Re: How many different unit fractions are lessorequal than all unit fractions? (infinitary)

On 09.10.2024 17:11, Alan Mackenzie wrote:

WM <wolfgang.mueckenheim@tha.de> wrote:

No. When we *in actual infinity* multiply all |ℕ|natural numbers by 2,
then we keep |ℕ| numbers but only half of them are smaller than ω, i.e.,
are natural numbers. The other half is larger than ω.

 Ha ha ha ha!  This is garbage.  If you think doubling some numbers gives
results which are "larger than ω" you'd better be prepared to give an
example of such a number.  But you're surely going to tell me that these
are "dark numbers

{1, 2, 3, ..., ω}*2 = {2, 4, 6, ..., ω*2} .
Should all places ω+2, ω+4, ω+6, ... remain empty?
Should the even numbers in spite of doubling remain below ω?
Then they must occupy places not existing before. That means the original set had not contained all natural numbers. That mans no actual or complete infinity.
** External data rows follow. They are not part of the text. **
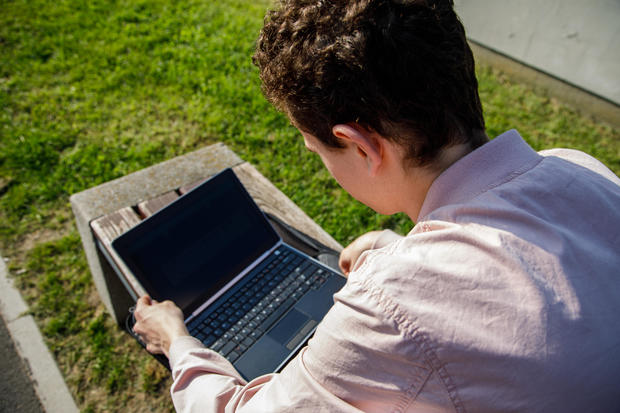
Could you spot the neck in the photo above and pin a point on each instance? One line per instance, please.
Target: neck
(420, 179)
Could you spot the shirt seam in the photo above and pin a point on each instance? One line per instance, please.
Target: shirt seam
(391, 310)
(509, 177)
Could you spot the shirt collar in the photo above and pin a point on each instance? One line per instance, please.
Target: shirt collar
(486, 167)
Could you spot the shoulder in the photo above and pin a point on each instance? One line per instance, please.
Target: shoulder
(582, 159)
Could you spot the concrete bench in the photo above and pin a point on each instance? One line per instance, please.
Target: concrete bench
(106, 211)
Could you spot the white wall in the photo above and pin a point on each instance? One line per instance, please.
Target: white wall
(576, 41)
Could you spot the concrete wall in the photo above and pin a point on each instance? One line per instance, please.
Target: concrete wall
(576, 41)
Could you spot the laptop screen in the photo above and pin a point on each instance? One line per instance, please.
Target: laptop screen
(189, 250)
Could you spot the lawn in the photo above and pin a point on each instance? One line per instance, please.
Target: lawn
(90, 91)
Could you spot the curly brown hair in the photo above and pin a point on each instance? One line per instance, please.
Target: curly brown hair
(401, 68)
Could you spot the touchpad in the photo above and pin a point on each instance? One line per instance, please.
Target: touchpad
(288, 326)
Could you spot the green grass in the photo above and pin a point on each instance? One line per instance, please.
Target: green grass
(90, 91)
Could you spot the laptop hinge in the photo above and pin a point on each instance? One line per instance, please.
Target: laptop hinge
(232, 282)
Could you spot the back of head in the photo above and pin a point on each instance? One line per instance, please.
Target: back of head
(402, 68)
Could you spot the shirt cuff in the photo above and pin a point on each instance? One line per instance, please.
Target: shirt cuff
(182, 345)
(387, 236)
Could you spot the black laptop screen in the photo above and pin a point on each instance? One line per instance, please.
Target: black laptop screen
(192, 248)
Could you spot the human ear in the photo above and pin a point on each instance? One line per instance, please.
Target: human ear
(367, 146)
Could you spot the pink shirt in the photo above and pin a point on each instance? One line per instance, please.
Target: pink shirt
(504, 297)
Theorem: If every endsegment has infinitely many numbers, then
infinitely many numbers are in all endsegments.

 

That is simply false.  You cannot specify a single number which is in
all endsegments.

 

True. This proves dark numbers.

 Dark numbers don't exist, or at least they're not natural numbers.  There
is no number in each and every end segment of N.
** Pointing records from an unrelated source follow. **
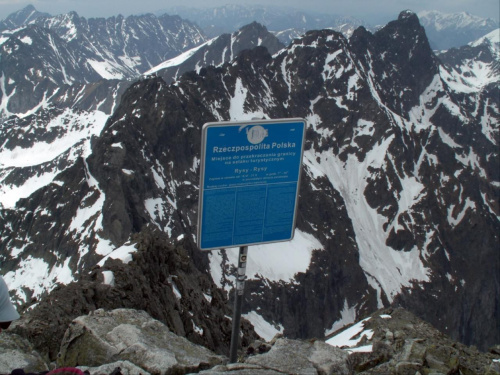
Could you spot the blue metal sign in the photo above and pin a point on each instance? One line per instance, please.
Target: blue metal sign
(250, 173)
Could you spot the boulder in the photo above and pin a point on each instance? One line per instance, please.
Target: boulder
(17, 352)
(124, 368)
(303, 357)
(105, 337)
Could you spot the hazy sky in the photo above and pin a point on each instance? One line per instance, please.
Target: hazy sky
(372, 11)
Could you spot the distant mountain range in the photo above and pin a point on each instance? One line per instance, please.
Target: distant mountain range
(454, 30)
(399, 196)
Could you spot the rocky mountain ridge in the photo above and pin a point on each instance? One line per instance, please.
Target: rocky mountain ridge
(454, 30)
(400, 181)
(128, 341)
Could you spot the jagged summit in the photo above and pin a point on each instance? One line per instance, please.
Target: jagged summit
(400, 180)
(446, 30)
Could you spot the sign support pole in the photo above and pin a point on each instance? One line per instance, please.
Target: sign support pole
(238, 300)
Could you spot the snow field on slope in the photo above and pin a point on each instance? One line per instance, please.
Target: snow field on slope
(43, 152)
(274, 262)
(383, 266)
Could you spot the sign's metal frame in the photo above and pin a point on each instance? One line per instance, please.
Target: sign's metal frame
(203, 163)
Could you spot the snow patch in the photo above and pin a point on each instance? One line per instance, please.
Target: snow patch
(263, 328)
(275, 262)
(123, 253)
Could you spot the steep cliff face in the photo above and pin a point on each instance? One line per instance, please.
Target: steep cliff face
(400, 182)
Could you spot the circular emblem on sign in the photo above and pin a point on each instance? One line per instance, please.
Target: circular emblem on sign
(256, 134)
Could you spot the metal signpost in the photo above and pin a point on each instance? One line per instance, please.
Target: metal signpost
(249, 187)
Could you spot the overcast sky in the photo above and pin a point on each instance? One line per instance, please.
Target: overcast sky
(371, 11)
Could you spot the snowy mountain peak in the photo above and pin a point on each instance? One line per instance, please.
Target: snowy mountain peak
(21, 17)
(446, 30)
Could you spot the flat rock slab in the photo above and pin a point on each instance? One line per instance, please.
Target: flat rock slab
(129, 335)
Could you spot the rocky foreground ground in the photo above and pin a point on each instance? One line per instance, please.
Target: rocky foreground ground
(391, 341)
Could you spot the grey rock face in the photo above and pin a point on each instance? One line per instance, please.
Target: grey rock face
(129, 335)
(303, 357)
True. But those endsegments which have lost only finitely many numbers and yet contain infinitely many, have an infinite intersection.

 [ .... ]
 

Note: The shrinking endsegments cannot acquire new numbers.

 

An end segment is what it is.  It doesn't change.

 

But the terms of the sequence do. Here is a simple finite example:

 

{1, 2, 3, 4, 5, 6, 7, 8, 9, 10}
{2, 3, 4, 5, 6, 7, 8, 9, 10}
{3, 4, 5, 6, 7, 8, 9, 10}
{4, 5, 6, 7, 8, 9, 10}
{5, 6, 7, 8, 9, 10}
{6, 7, 8, 9, 10}
{7, 8, 9, 10}
{8, 9, 10}
{9, 10}
{10}
{ } .

 Example of what?  The reasoning you might do on finite sets mostly isn't
applicable to infinite sets.

Why not? The essence is that only finitely many numbers have been lost and the rest is remaining.

 

Theorem: Every set that contains at least 3 numbers (call it TN-set)
holds these numbers in common with all TN-sets.

 Not even an ignorant schoolboy would maintain this.  The two TN-sets {0,
1, 2} and {3, 4, 5} have no numbers in common.
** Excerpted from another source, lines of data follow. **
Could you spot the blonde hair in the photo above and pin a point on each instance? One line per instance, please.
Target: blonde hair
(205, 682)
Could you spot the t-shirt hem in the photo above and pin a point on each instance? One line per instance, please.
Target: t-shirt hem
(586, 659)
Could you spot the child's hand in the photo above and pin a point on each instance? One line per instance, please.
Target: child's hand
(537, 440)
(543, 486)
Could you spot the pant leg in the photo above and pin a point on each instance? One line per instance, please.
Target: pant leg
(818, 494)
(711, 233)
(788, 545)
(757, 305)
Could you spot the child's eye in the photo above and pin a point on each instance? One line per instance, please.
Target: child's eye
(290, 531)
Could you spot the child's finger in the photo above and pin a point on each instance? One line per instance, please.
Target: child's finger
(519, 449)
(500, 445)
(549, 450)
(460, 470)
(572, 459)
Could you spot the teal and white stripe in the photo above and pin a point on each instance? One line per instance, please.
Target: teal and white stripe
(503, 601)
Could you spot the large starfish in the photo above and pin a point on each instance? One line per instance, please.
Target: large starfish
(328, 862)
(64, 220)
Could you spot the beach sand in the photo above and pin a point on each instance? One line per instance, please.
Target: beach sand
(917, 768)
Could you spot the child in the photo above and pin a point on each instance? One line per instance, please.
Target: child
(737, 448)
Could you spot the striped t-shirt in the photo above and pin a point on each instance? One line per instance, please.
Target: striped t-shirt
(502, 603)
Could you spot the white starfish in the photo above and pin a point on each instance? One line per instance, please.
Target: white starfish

These sets do not belong to the above example. They are not TN-sets.

 

Quantifier shift: There is a subset of three elements common to all
TN-sets. Understood?

 Yes, I understand completely.

No.

Now complete all sets by the natural numbers > 10 and complete the
sequence.

 You can't "complete" a set.

You can add elements.
Regards, WM